The team from the Torrance-area campus has lost 20 percent of its budget this year, forcing it to cancel one of the most important tournaments of the year.
To recoup some of its losses, the team will hold a unique fundraiser at 1:30 p.m. Wednesday in the Marsee Auditorium. During the hourlong event, the high-achieving debaters will demonstrate their skills in a series of fast-and-furious intellectual face-offs on the stage. Tickets are $10. If the team sells enough, it might be able to make that tournament in San Diego.
Francesca Bishop, director of the program - which in the college debate world is typically referred to as "forensics" - says it's an entertaining event, but she isn't under any illusions that student audience members will come rushing through the doors without some incentive.
"Kids are broke and busy," she said. "That's why we encourage instructors to offer extra credit for their attendance."
Bishop said the event promises to be academically stimulating, with speakers waxing thoughtful or persuasive on a range of topics in a variety of fields, from philosophy to literature to politics - most notably the recent presidential election.
One event in particular should be especially nerve-wracking - and therefore fun - to watch. This would be the impromptu debates, in which two opponents are given a topic out of the blue and just 10 seconds to prepare before launching into a clash of wits.
In another, speakers will receive a famous quote, explain what it means and come up with three examples of people who brought that meaning to bear.
(An example, from Winston Churchill: "You have enemies? Good. That means you've stood up for something.")
El Camino's forensics team has sustained its level of success for more than a decade. Two years ago, it ranked first nationwide among community colleges, and second when four-year universities - such as UCLA or USC - were added to the mix.

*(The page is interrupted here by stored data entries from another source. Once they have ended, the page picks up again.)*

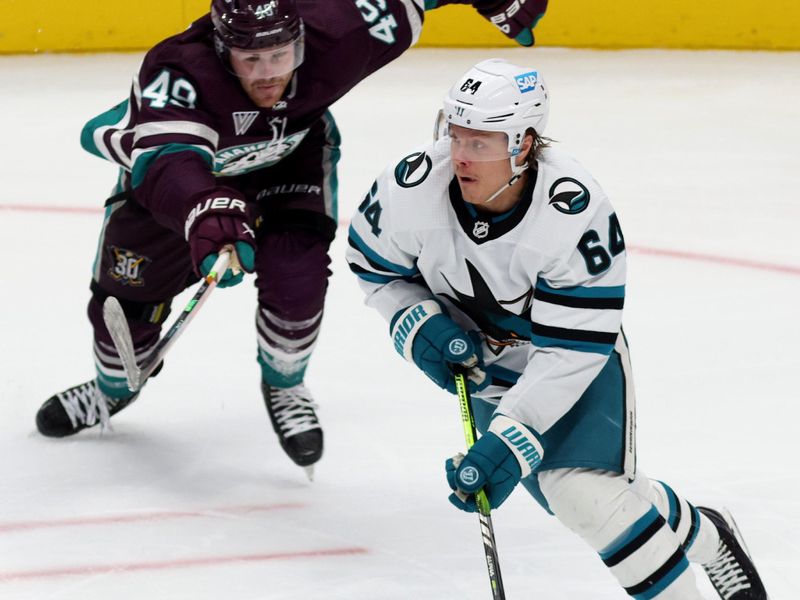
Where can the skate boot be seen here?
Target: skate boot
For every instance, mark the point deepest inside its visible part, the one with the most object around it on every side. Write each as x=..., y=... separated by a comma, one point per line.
x=291, y=411
x=77, y=408
x=732, y=573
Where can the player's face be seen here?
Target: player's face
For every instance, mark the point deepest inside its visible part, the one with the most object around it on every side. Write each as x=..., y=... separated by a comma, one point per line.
x=480, y=161
x=264, y=74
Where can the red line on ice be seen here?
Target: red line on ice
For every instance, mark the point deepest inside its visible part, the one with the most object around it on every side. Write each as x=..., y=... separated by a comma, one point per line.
x=185, y=563
x=51, y=208
x=678, y=254
x=721, y=260
x=11, y=526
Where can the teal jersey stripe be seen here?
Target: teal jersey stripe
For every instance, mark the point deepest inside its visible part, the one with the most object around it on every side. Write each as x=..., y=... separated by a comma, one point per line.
x=111, y=117
x=630, y=534
x=665, y=581
x=376, y=258
x=146, y=159
x=615, y=291
x=375, y=278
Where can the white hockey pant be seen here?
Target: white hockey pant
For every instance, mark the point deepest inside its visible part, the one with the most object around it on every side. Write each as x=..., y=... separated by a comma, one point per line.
x=642, y=530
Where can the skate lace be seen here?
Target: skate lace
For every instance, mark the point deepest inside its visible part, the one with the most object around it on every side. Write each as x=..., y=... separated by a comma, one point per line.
x=726, y=574
x=85, y=405
x=293, y=409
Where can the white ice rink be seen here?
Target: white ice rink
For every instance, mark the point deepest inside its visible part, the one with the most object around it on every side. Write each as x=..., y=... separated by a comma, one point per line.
x=191, y=497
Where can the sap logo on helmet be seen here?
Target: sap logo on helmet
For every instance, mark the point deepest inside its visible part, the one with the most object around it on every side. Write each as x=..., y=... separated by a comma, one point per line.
x=266, y=10
x=527, y=81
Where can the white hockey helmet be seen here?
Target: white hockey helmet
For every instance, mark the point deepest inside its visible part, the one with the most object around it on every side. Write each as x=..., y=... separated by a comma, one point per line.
x=496, y=95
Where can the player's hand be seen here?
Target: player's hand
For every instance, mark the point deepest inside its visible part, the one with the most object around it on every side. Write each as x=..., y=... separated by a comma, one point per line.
x=424, y=334
x=220, y=218
x=496, y=463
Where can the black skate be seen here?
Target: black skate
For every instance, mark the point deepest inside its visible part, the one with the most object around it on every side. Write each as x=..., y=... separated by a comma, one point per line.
x=291, y=411
x=732, y=573
x=76, y=409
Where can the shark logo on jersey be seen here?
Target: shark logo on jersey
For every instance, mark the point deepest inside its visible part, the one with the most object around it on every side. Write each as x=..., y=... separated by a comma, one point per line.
x=501, y=326
x=128, y=266
x=413, y=169
x=569, y=196
x=237, y=160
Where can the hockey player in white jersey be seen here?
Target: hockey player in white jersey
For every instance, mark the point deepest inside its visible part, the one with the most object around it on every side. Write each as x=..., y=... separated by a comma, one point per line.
x=492, y=251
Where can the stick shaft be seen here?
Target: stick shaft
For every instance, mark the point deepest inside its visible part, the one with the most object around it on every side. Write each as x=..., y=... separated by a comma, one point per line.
x=484, y=509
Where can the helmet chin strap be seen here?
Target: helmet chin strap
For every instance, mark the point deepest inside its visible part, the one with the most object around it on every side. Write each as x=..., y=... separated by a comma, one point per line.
x=518, y=171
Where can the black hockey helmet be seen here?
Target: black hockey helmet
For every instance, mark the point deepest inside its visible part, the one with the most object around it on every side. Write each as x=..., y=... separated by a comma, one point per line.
x=255, y=25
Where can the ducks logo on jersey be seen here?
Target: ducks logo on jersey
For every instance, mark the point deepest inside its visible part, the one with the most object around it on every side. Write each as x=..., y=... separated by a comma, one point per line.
x=569, y=196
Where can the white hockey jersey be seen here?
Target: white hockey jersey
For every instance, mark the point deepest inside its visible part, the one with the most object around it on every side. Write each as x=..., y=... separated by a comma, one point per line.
x=544, y=283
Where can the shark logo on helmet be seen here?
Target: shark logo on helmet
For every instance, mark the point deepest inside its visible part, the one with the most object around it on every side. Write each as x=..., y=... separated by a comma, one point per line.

The program tends to open doors for a lot of El Camino students. Many win full-ride scholarships at four-year colleges. Others go on to law school or become tenured professors.
"I just had a former student graduate from Duke Law School, who is now clerking on the North Carolina Supreme Court," Bishop said. "I had a student who was a staffer in the White House communications department."
The canceled tournament occurs on the campus of Point Loma Nazarene University in San Diego this February. It is officially called the Sunset Cliff Classic, but is often referred to by its nickname - "Bloodbath at the Beach" - for its take-no-prisoners approach.
It tends to attract many teams from four-year colleges on the East Coast - such as the Air Force Academy - but few community colleges have the chutzpah to compete.
Bishop said she canceled the event earlier this year to save money. Since then, she has been pleasantly surprised by the success of this year's team, which just returned this weekend from another out-of-town contest, where El Camino cleaned house.
"It's one of the toughest tournaments of the year," she said of the upcoming jamboree in February. "Now that our team is so good, I'm really regretting taking it off the schedule."